KEY POINTS:
Auckland-born Luc Mullinder left with his parents for Canada before ever playing rugby but his 120kg, 193cm frame has provided him with a pathway in American Football and this weekend he makes a Kiwi first.
Mullinder will apparently be the first New Zealander to play in the Grey Cup final, the Canadian equivalent of the NFL's Superbowl, when he runs out for the Saskatchewan Roughriders against the Winnipeg Bombers tomorrow.
The final of the league for the Grey Cup donated by Governor-General Earl Grey in 1909 is to be held on the neutral ground of Toronto's Argodome and is already a 52,230 sellout, with a television audience that will surpass four million.
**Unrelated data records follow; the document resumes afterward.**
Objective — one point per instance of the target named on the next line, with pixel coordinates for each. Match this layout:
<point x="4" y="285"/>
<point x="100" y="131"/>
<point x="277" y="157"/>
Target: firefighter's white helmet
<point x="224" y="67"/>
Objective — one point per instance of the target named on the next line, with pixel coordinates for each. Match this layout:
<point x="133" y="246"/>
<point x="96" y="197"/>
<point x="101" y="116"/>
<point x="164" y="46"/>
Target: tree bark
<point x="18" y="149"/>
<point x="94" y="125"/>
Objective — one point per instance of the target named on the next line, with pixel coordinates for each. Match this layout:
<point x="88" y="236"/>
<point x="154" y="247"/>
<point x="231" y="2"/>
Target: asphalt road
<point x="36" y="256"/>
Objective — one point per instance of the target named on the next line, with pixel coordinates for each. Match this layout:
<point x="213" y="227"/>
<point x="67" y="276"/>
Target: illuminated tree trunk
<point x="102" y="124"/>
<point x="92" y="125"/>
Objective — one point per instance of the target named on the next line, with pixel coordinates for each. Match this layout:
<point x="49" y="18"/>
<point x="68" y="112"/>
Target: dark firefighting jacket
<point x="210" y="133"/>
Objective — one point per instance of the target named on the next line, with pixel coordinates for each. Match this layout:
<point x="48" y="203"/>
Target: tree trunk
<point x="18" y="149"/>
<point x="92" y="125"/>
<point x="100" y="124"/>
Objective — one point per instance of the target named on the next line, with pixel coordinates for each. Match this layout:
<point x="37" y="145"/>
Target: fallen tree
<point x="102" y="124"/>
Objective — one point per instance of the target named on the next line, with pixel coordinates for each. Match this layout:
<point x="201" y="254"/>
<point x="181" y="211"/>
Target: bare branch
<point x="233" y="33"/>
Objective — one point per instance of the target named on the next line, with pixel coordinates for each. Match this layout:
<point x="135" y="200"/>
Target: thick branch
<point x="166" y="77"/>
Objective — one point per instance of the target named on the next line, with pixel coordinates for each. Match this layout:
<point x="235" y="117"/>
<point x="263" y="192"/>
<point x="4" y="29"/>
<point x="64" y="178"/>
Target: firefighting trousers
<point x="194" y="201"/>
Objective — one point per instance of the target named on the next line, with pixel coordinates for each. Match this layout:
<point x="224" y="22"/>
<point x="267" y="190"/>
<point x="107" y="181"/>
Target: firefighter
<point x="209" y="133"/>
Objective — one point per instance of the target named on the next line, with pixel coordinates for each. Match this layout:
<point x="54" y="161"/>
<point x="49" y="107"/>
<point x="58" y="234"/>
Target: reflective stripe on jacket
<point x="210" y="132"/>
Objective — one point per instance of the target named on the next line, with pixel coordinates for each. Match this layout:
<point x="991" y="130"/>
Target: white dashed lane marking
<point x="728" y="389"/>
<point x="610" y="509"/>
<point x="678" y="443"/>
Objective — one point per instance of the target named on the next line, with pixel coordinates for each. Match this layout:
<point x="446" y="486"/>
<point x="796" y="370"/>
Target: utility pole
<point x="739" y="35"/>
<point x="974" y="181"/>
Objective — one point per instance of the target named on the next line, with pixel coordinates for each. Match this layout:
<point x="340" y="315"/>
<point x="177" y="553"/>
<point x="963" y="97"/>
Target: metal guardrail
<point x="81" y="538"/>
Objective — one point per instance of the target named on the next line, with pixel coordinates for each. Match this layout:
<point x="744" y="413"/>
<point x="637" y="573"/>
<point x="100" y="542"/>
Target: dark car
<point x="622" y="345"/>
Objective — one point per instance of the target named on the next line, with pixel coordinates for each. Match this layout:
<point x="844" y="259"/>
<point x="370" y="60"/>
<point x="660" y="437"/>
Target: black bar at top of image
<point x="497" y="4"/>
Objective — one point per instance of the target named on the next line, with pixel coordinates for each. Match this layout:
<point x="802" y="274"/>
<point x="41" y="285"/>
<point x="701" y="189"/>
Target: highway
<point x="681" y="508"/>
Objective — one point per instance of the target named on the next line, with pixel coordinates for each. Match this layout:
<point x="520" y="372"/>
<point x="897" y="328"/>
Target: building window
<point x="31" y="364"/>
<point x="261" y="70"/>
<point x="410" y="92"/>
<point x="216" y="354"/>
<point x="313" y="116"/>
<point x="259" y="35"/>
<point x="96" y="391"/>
The game is dubbed "The Grand National Drunk" because of the week-long festivities that precede and follow it - Dan Akroyd, Bare Naked Ladies and Lenny Kravitz among those performing.
This match is slugged "The Battle of the Prairie".
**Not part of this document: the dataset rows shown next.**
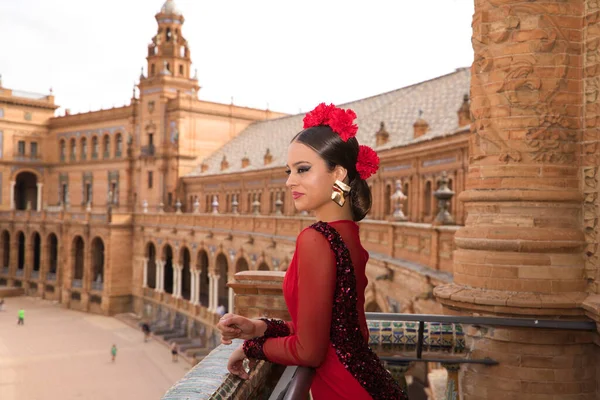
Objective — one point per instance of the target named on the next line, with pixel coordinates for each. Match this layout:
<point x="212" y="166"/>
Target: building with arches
<point x="157" y="204"/>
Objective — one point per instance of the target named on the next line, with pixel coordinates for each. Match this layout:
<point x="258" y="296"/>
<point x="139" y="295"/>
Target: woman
<point x="325" y="283"/>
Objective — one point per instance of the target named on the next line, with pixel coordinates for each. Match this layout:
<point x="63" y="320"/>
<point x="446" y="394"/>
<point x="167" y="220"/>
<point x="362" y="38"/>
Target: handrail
<point x="495" y="321"/>
<point x="299" y="385"/>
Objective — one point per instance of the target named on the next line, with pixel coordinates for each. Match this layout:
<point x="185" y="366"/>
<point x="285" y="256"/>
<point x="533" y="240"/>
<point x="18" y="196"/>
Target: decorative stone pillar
<point x="443" y="195"/>
<point x="521" y="250"/>
<point x="215" y="205"/>
<point x="234" y="204"/>
<point x="229" y="300"/>
<point x="198" y="286"/>
<point x="398" y="198"/>
<point x="398" y="371"/>
<point x="452" y="388"/>
<point x="12" y="195"/>
<point x="193" y="281"/>
<point x="176" y="280"/>
<point x="40" y="186"/>
<point x="278" y="204"/>
<point x="215" y="292"/>
<point x="210" y="291"/>
<point x="159" y="280"/>
<point x="256" y="205"/>
<point x="145" y="273"/>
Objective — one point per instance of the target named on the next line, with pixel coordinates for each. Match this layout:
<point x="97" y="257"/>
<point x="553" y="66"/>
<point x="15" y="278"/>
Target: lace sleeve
<point x="308" y="345"/>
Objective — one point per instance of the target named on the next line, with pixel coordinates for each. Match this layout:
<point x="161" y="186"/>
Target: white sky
<point x="288" y="54"/>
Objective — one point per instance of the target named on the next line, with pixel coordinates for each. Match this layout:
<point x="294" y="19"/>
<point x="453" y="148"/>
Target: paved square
<point x="64" y="354"/>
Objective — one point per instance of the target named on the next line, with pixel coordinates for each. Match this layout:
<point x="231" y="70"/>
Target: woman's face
<point x="309" y="179"/>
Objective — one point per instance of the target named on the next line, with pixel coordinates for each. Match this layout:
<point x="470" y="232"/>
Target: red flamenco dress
<point x="324" y="291"/>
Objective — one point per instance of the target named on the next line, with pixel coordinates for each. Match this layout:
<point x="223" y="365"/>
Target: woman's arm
<point x="308" y="345"/>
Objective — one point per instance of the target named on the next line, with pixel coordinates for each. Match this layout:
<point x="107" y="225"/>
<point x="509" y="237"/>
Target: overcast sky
<point x="290" y="55"/>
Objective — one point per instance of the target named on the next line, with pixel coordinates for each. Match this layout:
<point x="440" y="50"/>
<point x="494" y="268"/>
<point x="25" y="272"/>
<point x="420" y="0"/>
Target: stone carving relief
<point x="589" y="162"/>
<point x="508" y="54"/>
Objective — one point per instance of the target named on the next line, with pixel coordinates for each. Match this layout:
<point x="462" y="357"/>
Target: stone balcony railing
<point x="399" y="340"/>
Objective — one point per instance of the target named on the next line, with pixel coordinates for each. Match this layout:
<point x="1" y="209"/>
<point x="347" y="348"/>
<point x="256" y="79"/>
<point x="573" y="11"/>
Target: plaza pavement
<point x="64" y="354"/>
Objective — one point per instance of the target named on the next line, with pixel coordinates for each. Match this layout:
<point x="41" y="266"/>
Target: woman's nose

Saskatchewan have made 13 finals and lost all bar two, were last at the title game in 1997, and last won in 1989. Winnipeg are rated second for offensive ground-gain and second in defensive rankings after the 18 games. Saskatchewan were third on offence, fifth on defence.
The Roughriders lost 34-16 to Winnipeg in the 18-game regular season. But they are almost unbackable favourites because the Bombers' first-choice quarterback Kevin Glenn broke his arm in their 19-9 semifinal win over the Toronto Argonauts last weekend, and back-up Ryan Dinwiddie is not rated.
Mullinder played four seasons at Michigan State College before being picked in the fourth round of the CFL draft in 2004, at number 31. He played just one game that year but featured in all 18 last season and this as well as the 26-17 play-off win over 2006 champions British Columbia last weekend. He is one of a number of defensive linemen rotated throughout the game.